Many companies discourage talk of politics and religion around the office because of the high potential for disagreements among co-workers or the possibility of offending an office mate.
But there are other topics in addition to those two hot-button categories that are considered taboo or at least too risky to tackle with colleagues and clients. Here are a few rules of the road:
Avoid conversations that focus on a pending divorce, someone's home foreclosure, speculating about an affair, salary levels, or any confidential information about the company, its products or clients. These are taboo not just in the office but also in the marketplace. They will take you nowhere.
And medical information is never a topic for in-depth office conversation whether about yourself or a family member. If you need to discuss a medical secret or any other important life event, find a supportive friend outside of your circle of professionals.A valuable source of info
The grapevine, however, is inevitable and can be a valuable source of information about the "real" company policies (not just those mentioned in the employee handbook), the current level of service in the customer service department, or who is next in line for an important promotion.

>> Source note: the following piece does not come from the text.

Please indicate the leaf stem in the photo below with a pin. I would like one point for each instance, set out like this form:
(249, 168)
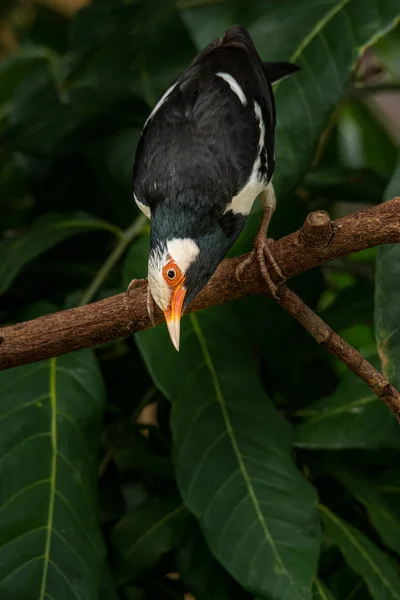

The grapevine can also alert managers to a plan that may not have merit; for instance, a new procedure that may have flaws only front-line workers can assess.
Smart, high-level executives and board members many times have "ears" in the company who can tell them the issues of the day. High-level professionals don't wait for the news to come to them because they rightly believe that if they do, the news not only will be old, but also will have been embellished beyond recognition.
All in all, the grapevine is a necessary tool that should be used judiciously. Keep in mind that if you become overly sympathetic to a co-worker's poor performance review, or get too close to the office "gossip," it may come back to haunt you or hurt your career.